Crítico ácido da gestão Emanuel, Dilemário Alencar (Pode) deve usar a estratégia de mobilizar os eleitores, para que eles possam convencer os vereadores aliados de Emanuel a votarem contra a aprovação das contas. Com isso, o vereador espera que os colegas pensem bem antes de votar e cedam à pressão, aprovando o parecer do TCE.

“Ele [Emanuel Pinheiro] deve fazer uma força-tarefa da base porque ele precisa de 17 votos. Mas a oposição vai fazer um trabalho de convencimento, de mobilização junto à população, para ficar de olho nessa situação”, destacou.

“Espero que os vereadores coloquem a mão na consciência. Mas, enquanto o prefeito faz a operação ‘abafa’, para que os vereadores ‘limpem a barra’ dele [sic.], eu vou mobilizar a sociedade para que fiquem atentos sobre o placar dessas contas”, completou Dilemário.

O parecer técnico pela reprovação das contas de 2022 da Prefeitura de Cuiabá foi emitido no início deste mês pela Corte Estadual de Contas, algo inédito na história da cidade. No entanto, a palavra final é dos vereadores da capital, que deverão decidir se aprovam ou reprovam o balancete.

Em seu relatório, o conselheiro Antonio Joaquim, do Tribunal de Contas do Estado, apontou um rombo de R$ 1,2 bilhão nos cofres da Prefeitura de Cuiabá, pontuando ainda a existência de um déficit de execução orçamentária na ordem de R$ 191 milhões e uma indisponibilidade financeira global de R$ 306 milhões, e por fontes, no total de R$ 375 milhões.

O parecer da Corte de Contas é enviado ao Parlamento municipal, que fará a votação no plenário.

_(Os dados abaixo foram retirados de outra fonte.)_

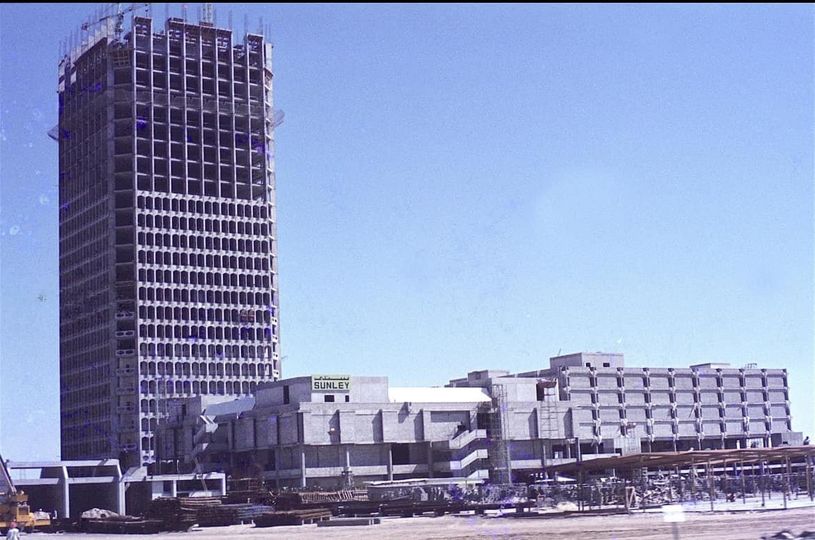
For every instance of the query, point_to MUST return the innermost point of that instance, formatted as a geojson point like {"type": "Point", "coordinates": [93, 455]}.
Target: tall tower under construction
{"type": "Point", "coordinates": [167, 226]}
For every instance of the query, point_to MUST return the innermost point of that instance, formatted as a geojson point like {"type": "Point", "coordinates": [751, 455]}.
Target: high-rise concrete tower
{"type": "Point", "coordinates": [168, 266]}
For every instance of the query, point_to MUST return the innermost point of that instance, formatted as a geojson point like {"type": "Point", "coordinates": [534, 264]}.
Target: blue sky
{"type": "Point", "coordinates": [463, 187]}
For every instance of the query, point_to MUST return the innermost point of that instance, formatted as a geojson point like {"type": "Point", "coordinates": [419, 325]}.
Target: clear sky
{"type": "Point", "coordinates": [463, 187]}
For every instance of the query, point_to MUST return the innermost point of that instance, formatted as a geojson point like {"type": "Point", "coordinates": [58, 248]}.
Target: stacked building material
{"type": "Point", "coordinates": [293, 517]}
{"type": "Point", "coordinates": [179, 514]}
{"type": "Point", "coordinates": [308, 497]}
{"type": "Point", "coordinates": [122, 525]}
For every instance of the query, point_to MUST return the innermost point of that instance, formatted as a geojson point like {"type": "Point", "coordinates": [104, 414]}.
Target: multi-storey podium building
{"type": "Point", "coordinates": [168, 268]}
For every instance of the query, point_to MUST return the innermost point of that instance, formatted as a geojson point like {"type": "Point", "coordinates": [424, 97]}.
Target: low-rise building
{"type": "Point", "coordinates": [332, 431]}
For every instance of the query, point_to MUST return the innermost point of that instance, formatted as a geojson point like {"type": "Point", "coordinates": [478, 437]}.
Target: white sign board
{"type": "Point", "coordinates": [330, 383]}
{"type": "Point", "coordinates": [673, 513]}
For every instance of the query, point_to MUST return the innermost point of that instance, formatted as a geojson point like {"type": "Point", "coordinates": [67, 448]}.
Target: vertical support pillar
{"type": "Point", "coordinates": [66, 493]}
{"type": "Point", "coordinates": [390, 463]}
{"type": "Point", "coordinates": [302, 465]}
{"type": "Point", "coordinates": [119, 487]}
{"type": "Point", "coordinates": [693, 481]}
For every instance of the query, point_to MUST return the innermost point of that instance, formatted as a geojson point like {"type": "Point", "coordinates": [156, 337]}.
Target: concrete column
{"type": "Point", "coordinates": [119, 488]}
{"type": "Point", "coordinates": [277, 466]}
{"type": "Point", "coordinates": [302, 466]}
{"type": "Point", "coordinates": [66, 494]}
{"type": "Point", "coordinates": [390, 463]}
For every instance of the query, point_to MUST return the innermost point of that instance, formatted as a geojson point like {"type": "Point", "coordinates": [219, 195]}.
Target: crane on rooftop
{"type": "Point", "coordinates": [118, 16]}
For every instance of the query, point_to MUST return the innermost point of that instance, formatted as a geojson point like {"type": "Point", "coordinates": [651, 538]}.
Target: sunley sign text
{"type": "Point", "coordinates": [331, 383]}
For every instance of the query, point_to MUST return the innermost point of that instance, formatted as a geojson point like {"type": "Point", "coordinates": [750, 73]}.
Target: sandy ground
{"type": "Point", "coordinates": [735, 526]}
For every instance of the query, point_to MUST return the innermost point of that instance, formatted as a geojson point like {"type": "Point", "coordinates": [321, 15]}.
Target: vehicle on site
{"type": "Point", "coordinates": [14, 506]}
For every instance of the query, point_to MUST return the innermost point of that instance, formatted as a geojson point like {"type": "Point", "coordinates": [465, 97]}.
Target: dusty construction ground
{"type": "Point", "coordinates": [736, 526]}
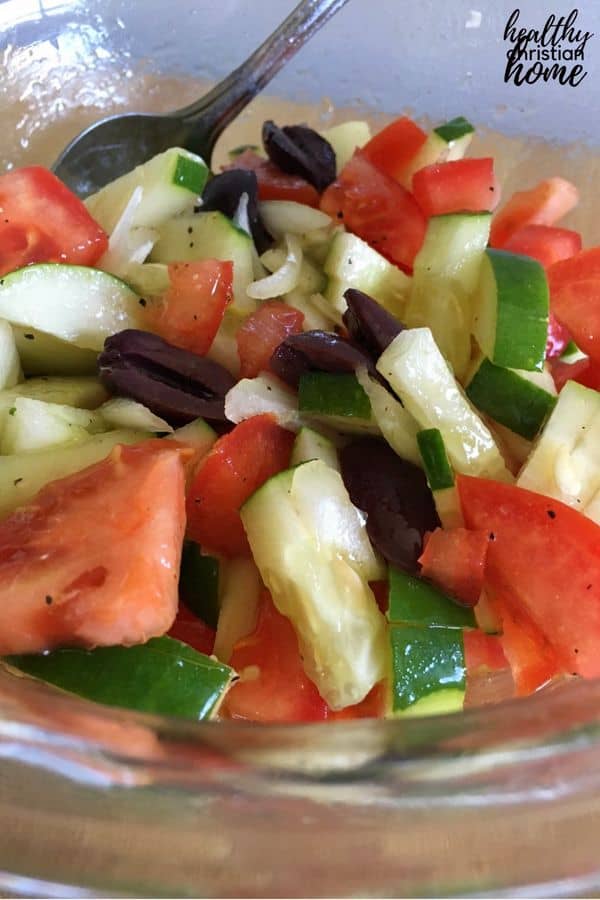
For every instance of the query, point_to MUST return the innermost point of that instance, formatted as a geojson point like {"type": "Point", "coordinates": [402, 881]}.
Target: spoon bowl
{"type": "Point", "coordinates": [117, 144]}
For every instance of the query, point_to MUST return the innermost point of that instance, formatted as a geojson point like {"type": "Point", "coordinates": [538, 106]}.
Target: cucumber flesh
{"type": "Point", "coordinates": [421, 377]}
{"type": "Point", "coordinates": [44, 354]}
{"type": "Point", "coordinates": [10, 363]}
{"type": "Point", "coordinates": [171, 183]}
{"type": "Point", "coordinates": [510, 398]}
{"type": "Point", "coordinates": [445, 276]}
{"type": "Point", "coordinates": [85, 392]}
{"type": "Point", "coordinates": [77, 304]}
{"type": "Point", "coordinates": [511, 310]}
{"type": "Point", "coordinates": [24, 474]}
{"type": "Point", "coordinates": [197, 434]}
{"type": "Point", "coordinates": [340, 629]}
{"type": "Point", "coordinates": [351, 262]}
{"type": "Point", "coordinates": [209, 235]}
{"type": "Point", "coordinates": [240, 588]}
{"type": "Point", "coordinates": [346, 138]}
{"type": "Point", "coordinates": [309, 444]}
{"type": "Point", "coordinates": [121, 412]}
{"type": "Point", "coordinates": [34, 424]}
{"type": "Point", "coordinates": [565, 462]}
{"type": "Point", "coordinates": [395, 422]}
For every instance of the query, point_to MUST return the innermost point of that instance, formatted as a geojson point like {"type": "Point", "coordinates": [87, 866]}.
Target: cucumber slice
{"type": "Point", "coordinates": [416, 602]}
{"type": "Point", "coordinates": [445, 143]}
{"type": "Point", "coordinates": [565, 462]}
{"type": "Point", "coordinates": [163, 676]}
{"type": "Point", "coordinates": [197, 434]}
{"type": "Point", "coordinates": [199, 583]}
{"type": "Point", "coordinates": [440, 477]}
{"type": "Point", "coordinates": [84, 392]}
{"type": "Point", "coordinates": [44, 354]}
{"type": "Point", "coordinates": [10, 364]}
{"type": "Point", "coordinates": [309, 444]}
{"type": "Point", "coordinates": [455, 130]}
{"type": "Point", "coordinates": [420, 375]}
{"type": "Point", "coordinates": [510, 398]}
{"type": "Point", "coordinates": [435, 460]}
{"type": "Point", "coordinates": [445, 276]}
{"type": "Point", "coordinates": [511, 310]}
{"type": "Point", "coordinates": [34, 424]}
{"type": "Point", "coordinates": [171, 183]}
{"type": "Point", "coordinates": [24, 474]}
{"type": "Point", "coordinates": [121, 412]}
{"type": "Point", "coordinates": [209, 235]}
{"type": "Point", "coordinates": [240, 588]}
{"type": "Point", "coordinates": [346, 138]}
{"type": "Point", "coordinates": [327, 394]}
{"type": "Point", "coordinates": [74, 303]}
{"type": "Point", "coordinates": [427, 663]}
{"type": "Point", "coordinates": [313, 578]}
{"type": "Point", "coordinates": [338, 401]}
{"type": "Point", "coordinates": [351, 262]}
{"type": "Point", "coordinates": [396, 424]}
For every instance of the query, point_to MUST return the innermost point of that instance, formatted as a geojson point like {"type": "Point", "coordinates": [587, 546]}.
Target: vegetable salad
{"type": "Point", "coordinates": [311, 438]}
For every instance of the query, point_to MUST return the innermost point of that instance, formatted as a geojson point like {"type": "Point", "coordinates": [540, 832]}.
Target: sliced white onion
{"type": "Point", "coordinates": [284, 279]}
{"type": "Point", "coordinates": [264, 394]}
{"type": "Point", "coordinates": [128, 245]}
{"type": "Point", "coordinates": [286, 217]}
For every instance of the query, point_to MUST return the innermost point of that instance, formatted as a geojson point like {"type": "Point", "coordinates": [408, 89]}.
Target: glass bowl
{"type": "Point", "coordinates": [502, 800]}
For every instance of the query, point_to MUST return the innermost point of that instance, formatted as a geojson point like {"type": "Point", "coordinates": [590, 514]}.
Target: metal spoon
{"type": "Point", "coordinates": [115, 145]}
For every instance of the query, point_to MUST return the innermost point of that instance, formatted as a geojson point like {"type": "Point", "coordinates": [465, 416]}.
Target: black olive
{"type": "Point", "coordinates": [298, 150]}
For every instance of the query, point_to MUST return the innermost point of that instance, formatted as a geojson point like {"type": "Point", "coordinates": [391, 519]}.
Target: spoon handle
{"type": "Point", "coordinates": [207, 117]}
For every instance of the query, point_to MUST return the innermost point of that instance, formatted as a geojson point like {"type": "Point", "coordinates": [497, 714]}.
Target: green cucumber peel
{"type": "Point", "coordinates": [425, 661]}
{"type": "Point", "coordinates": [163, 676]}
{"type": "Point", "coordinates": [413, 601]}
{"type": "Point", "coordinates": [435, 459]}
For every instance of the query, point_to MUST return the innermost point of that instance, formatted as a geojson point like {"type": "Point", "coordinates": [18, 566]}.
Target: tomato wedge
{"type": "Point", "coordinates": [546, 243]}
{"type": "Point", "coordinates": [94, 559]}
{"type": "Point", "coordinates": [273, 184]}
{"type": "Point", "coordinates": [273, 685]}
{"type": "Point", "coordinates": [41, 220]}
{"type": "Point", "coordinates": [464, 185]}
{"type": "Point", "coordinates": [189, 314]}
{"type": "Point", "coordinates": [576, 305]}
{"type": "Point", "coordinates": [262, 332]}
{"type": "Point", "coordinates": [454, 559]}
{"type": "Point", "coordinates": [543, 204]}
{"type": "Point", "coordinates": [545, 558]}
{"type": "Point", "coordinates": [393, 148]}
{"type": "Point", "coordinates": [533, 661]}
{"type": "Point", "coordinates": [483, 651]}
{"type": "Point", "coordinates": [377, 209]}
{"type": "Point", "coordinates": [237, 464]}
{"type": "Point", "coordinates": [584, 371]}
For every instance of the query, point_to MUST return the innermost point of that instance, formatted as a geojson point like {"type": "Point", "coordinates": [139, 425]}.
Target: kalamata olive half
{"type": "Point", "coordinates": [395, 497]}
{"type": "Point", "coordinates": [175, 384]}
{"type": "Point", "coordinates": [370, 325]}
{"type": "Point", "coordinates": [312, 351]}
{"type": "Point", "coordinates": [223, 193]}
{"type": "Point", "coordinates": [298, 150]}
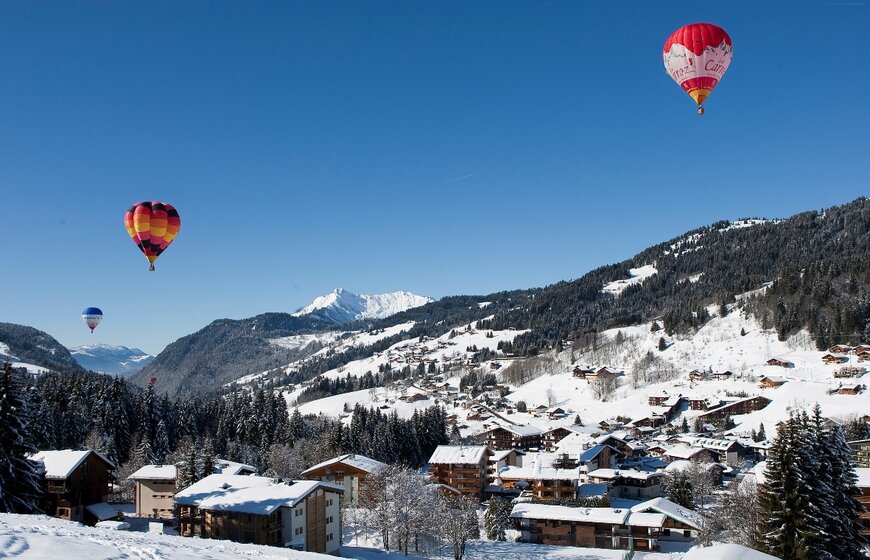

Em suma, apesar do relatório do Tribunal ser embasado em levantamentos e estudos técnicos, a votação, no final, acaba sendo política.

Integrante da oposição ao gestor do Alencastro, a vereadora Maysa Leão (Republicanos) acredita que, se as contas fossem votadas nesta semana, elas seriam rejeitadas por maioria absoluta de votos. Porém, com o “resfriamento” da situação pelo recesso legislativo, Emanuel terá tempo para dialogar com sua base na Casa Parlamentar.

Contudo, Maysa deixou claro que a oposição também fará o mesmo, destacando que a oposição já conseguiu 9 dos 17 votos suficientes para reprovar as contas de Emanuel Pinheiro.

“Isso me deixa ‘de orelha em pé’. Eu fico receosa, mas digo a população que se fosse votado hoje, [os vereadores] iriam acompanhar o parecer do TCE pela reprovação. É injustificável ignorar o parecer do TCE”, disse.

“Eu, o vereador [Sargento] Joelson, Demilson [Nogueira], Michelly [Alencar], Dilemário, Luiz Fernando, Felipe Correa e Eduardo Magalhães dissemos que votaremos contra. Nós temos um vereador considerado base, mas que se diz independente e já declarou publicamente que vota contra. Então já temos 9 votos”, pontuou.